I feel so so sad for you, this is frighteningly similar to what happened to me, even down to the mental health issues, the coming back for chats, giving me just he tiniest scraps of possible hope that kept me in a hideous state of limbo and grief and craving him back. To cut a very long story short, it was another woman. Dug a little deeper and he'd been cheating right from the start with various women. He has now married the other woman and has even tried to get back in touch with me, moaning he's not happy. I could never have ever thought he was capable of at of it the lies, the deceit, the utter lack of care seeing me distraught and heartbroken. I relate to that feeling you have of something darker and off swirling below the surface when you see him.
Please don't be me. I was so in love with him I let him keep coming back and walk all over me for (I'm very ashamed to admit this) several years after he left the first time. If I could go back in time I would block and delete him in every aspect of my ife from day one, I would have healed so much faster.

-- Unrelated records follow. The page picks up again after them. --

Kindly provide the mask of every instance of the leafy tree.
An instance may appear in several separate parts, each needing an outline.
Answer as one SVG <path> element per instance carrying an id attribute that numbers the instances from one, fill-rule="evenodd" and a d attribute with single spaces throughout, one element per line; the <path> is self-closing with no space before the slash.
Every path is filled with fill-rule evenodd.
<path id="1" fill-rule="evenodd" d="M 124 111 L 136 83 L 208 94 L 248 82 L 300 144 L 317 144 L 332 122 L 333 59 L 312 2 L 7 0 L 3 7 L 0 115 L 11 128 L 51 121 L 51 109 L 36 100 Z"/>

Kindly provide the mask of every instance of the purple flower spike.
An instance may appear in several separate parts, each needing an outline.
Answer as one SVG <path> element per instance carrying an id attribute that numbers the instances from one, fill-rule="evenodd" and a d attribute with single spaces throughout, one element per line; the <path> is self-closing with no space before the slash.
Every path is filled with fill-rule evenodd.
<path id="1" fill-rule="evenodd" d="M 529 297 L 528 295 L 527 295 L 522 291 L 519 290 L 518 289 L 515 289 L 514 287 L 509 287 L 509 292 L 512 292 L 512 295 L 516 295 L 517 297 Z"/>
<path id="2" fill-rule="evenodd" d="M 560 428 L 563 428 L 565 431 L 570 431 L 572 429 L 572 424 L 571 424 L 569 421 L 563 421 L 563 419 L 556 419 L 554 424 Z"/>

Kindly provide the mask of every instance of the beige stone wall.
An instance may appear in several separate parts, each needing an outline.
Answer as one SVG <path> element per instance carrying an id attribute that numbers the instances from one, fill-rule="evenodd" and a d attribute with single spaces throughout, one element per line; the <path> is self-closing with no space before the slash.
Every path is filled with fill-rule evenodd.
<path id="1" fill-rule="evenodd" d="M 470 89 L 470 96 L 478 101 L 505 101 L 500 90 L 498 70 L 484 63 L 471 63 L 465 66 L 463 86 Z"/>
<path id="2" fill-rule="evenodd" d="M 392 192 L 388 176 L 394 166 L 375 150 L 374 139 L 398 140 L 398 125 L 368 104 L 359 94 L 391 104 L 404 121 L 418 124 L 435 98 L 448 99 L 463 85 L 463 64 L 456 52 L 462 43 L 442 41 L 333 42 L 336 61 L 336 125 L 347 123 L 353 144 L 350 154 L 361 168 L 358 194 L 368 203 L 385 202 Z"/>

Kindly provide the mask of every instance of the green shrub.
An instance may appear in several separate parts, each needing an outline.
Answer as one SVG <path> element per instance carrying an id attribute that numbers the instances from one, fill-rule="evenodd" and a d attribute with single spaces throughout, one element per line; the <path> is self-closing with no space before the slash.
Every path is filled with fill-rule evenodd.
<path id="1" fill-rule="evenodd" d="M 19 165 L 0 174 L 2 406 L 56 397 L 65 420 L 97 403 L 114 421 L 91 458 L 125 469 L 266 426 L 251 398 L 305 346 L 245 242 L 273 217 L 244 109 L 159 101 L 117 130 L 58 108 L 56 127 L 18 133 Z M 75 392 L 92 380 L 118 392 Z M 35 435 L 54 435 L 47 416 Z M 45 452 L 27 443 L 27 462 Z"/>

Definitely think about some fun dating, it was the only thing that worked for me. And guess what, as soon as he found out, he was round here like a shot, telling me what a mistake he'd made and how much he loved me and he needed to be with me...all lies of course.
Here for you lass should you ever need to talk, I know exactly what you are going through and it absolutely a feeling worse and more painful than grief, it really is horrible and I get how you want him back and for every thing to go back to normal but it never can now.
He has broken that trust on every level, you never really knew him if he was capable treating you like that. So many men like this, selfish, full of ego, just awful. Mine came across as the most caring, steadfast, amazing guy. All fake.
My best wishes to you at this very horrible time but I promise you, the sooner you can get him out of your life, the sooner you will heal. Stay strong, you are worth so much more than this.